Art Market

The Metropolitan Museum staged the two most popular exhibitions of 2018.

Wallace Ludel
Mar 26, 2019 3:43PM, via The Art Newspaper

View of “Heavenly Bodies: Fashion and the Catholic Imagination” in the Medieval Europe Gallery. Image © The Metropolitan Museum of Art.

The numbers for 2018 are in, and the Metropolitan Museum of Art has come out on top as the home of the year’s most visited art exhibition for the first time since 2001. Not only did the Met take home the gold, according to The Art Newspaper, but it seized silver as well, with its fashion exhibition “Heavenly Bodies: Fashion and the Catholic Imagination” being 2018’s most popular show and “Michelangelo: Divine Draftsman and Designer” being the second most popular, worldwide. The five best attended art exhibitions of 2018 were:

  • “Heavenly Bodies,” which was seen by a total of roughly 1.43 million people, with another 230,000 visitors seeing its satellite continuation at the Met’s Cloisters location in upper Manhattan, for a grand total of 1,659,647 visitors, or 10,919 per day. “Heavenly Bodies” also set an all-time attendance record for a show at the Met, toppling King Tutankhamun’s 1978 blockbuster.
  • “Michelangelo: Divine Draftsman and Designer,” the second-best attended art exhibition of 2018, was seen by 702,516 visitors, or 7,893 per day.
  • The Smithsonian American Art Museum in Washington D.C.’s immersive, Instagram-friendly installation by Korean-born artist Do Ho Suh lost to the Met’s Michelangelo by a nose, with 7,853 visitors per day.
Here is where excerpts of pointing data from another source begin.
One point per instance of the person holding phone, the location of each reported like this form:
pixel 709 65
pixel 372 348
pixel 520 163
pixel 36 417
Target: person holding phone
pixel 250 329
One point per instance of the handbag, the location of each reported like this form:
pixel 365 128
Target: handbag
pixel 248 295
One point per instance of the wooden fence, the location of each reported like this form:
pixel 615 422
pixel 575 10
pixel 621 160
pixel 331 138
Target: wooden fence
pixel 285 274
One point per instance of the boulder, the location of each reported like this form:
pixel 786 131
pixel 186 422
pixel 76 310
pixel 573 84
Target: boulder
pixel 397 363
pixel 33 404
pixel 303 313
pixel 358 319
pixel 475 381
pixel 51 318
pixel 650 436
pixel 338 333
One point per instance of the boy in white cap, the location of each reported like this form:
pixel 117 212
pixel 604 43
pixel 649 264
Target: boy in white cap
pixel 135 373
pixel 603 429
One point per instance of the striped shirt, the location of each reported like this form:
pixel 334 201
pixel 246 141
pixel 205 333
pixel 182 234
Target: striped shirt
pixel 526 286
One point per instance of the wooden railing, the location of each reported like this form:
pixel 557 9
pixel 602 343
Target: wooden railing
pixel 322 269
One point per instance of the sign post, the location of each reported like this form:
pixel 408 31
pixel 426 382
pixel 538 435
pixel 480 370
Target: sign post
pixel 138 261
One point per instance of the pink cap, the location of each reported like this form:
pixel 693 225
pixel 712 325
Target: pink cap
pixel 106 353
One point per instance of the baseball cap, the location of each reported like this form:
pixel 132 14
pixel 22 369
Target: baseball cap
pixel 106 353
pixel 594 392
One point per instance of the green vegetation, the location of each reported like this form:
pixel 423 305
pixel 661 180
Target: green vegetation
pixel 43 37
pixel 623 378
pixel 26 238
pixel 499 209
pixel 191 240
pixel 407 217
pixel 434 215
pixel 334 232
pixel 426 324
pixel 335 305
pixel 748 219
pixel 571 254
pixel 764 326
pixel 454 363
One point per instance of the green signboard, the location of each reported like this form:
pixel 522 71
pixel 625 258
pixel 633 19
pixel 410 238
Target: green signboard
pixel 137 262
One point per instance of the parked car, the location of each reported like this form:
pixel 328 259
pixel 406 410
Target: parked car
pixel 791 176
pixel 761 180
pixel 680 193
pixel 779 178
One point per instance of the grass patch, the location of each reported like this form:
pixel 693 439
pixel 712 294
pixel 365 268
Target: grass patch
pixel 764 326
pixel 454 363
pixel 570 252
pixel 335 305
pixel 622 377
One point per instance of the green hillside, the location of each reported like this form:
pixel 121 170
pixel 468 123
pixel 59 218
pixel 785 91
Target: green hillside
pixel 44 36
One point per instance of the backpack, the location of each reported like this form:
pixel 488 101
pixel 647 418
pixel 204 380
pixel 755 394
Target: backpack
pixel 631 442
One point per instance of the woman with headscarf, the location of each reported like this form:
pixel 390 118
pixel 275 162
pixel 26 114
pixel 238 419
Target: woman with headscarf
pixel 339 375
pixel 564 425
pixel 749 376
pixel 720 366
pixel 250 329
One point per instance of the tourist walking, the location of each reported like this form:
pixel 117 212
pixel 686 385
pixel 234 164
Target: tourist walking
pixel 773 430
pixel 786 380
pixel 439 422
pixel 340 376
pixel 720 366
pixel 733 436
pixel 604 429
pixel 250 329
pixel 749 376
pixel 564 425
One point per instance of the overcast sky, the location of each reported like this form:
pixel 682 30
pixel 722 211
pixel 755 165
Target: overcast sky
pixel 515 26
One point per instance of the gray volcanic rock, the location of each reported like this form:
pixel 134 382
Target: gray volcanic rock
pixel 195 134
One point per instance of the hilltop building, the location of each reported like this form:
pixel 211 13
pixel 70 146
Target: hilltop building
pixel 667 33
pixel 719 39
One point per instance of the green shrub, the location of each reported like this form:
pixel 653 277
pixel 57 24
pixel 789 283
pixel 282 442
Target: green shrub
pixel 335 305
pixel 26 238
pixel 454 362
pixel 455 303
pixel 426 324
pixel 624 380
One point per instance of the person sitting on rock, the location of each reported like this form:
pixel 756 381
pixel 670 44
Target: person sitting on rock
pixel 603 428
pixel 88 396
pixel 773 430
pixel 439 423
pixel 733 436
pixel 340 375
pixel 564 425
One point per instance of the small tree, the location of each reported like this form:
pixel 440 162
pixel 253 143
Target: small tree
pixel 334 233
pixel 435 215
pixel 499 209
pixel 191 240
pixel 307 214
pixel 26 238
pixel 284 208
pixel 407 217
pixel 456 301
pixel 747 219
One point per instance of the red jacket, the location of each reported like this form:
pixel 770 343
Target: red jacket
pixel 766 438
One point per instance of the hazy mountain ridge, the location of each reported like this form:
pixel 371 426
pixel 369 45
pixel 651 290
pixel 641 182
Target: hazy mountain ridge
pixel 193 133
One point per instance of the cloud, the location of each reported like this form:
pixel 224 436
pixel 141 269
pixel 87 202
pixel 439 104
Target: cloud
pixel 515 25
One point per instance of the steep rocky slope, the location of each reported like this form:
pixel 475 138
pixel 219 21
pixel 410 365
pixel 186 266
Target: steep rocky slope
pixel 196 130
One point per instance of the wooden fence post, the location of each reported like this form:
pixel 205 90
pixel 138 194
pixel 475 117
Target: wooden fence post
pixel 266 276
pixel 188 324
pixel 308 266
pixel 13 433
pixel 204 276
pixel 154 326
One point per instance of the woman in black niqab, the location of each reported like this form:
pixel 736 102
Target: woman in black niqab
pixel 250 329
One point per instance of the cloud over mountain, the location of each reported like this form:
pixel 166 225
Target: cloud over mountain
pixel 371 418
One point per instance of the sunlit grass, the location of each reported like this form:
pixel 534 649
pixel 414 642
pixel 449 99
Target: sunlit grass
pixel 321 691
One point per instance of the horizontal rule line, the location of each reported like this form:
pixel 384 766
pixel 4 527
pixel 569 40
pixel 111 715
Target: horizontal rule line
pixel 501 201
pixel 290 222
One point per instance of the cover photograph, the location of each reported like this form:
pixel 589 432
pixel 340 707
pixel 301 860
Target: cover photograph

Even though Suh suffered from 40 less visitors per day, his exhibition had more total visitors overall, at 1,123,000, because the show was open nearly twice as long as Michelangelo at the Met.
  • The Shanghai Museum took home both fourth and fifth place, and was ultimately home to five of the ten most popular art exhibitions of 2018. Its show of masterpieces loaned from London’s Tate Britain wrangled 7,126 visitors per day, totaling 617,926.
  • In fifth place was the Shanghai Museum’s “Bronze Vessels” show, with 6,933 visitors per day, though the total here was only 54,473, as “Bronze Vessels” was only open for 9 days.

Paris’s Fondation Louis Vuitton and Melbourne’s NGV International both saw a boost from the Museum of Modern Art’s decision to send works from its collection abroad as it completes a major renovation; their MoMA-supported shows drew 5,171 and 3,312 visitors per day, respectively. MoMA itself scored 3,993 visitors per day with its retrospective of conceptual art great Adrian Piper, though that wasn’t its most popular exhibit. It was another fashion-driven show that scored highest for MoMA in 2018, with “Items: Is Fashion Modern?” bringing 4,987 visitors per day; still not enough to land the museum a spot in the top 20.

The year-end round up also tallied 2018’s most visited museums. Numbers one through four all retained their standings from the previous year. The Musée du Louvre was number one with 10.2 million visitors, an all-time high for the 226-year-old French institution, an attendance bump attributed in part to Beyoncé and Jay-Z shooting a music video in its hallowed halls. Beijing’s National Museum of China remained at second place, with 8.6 million. The Met remained at third with 6.9 million, and the Vatican Museums complex came in fourth, with 6.7 million people making the pilgrimage. The biggest shakeup occurred in the race for fifth place, with Tate Modern besting the British Museum by less than 50,000 visitors to become the U.K.’s most-visited art museum, with 5,868,562 visitors.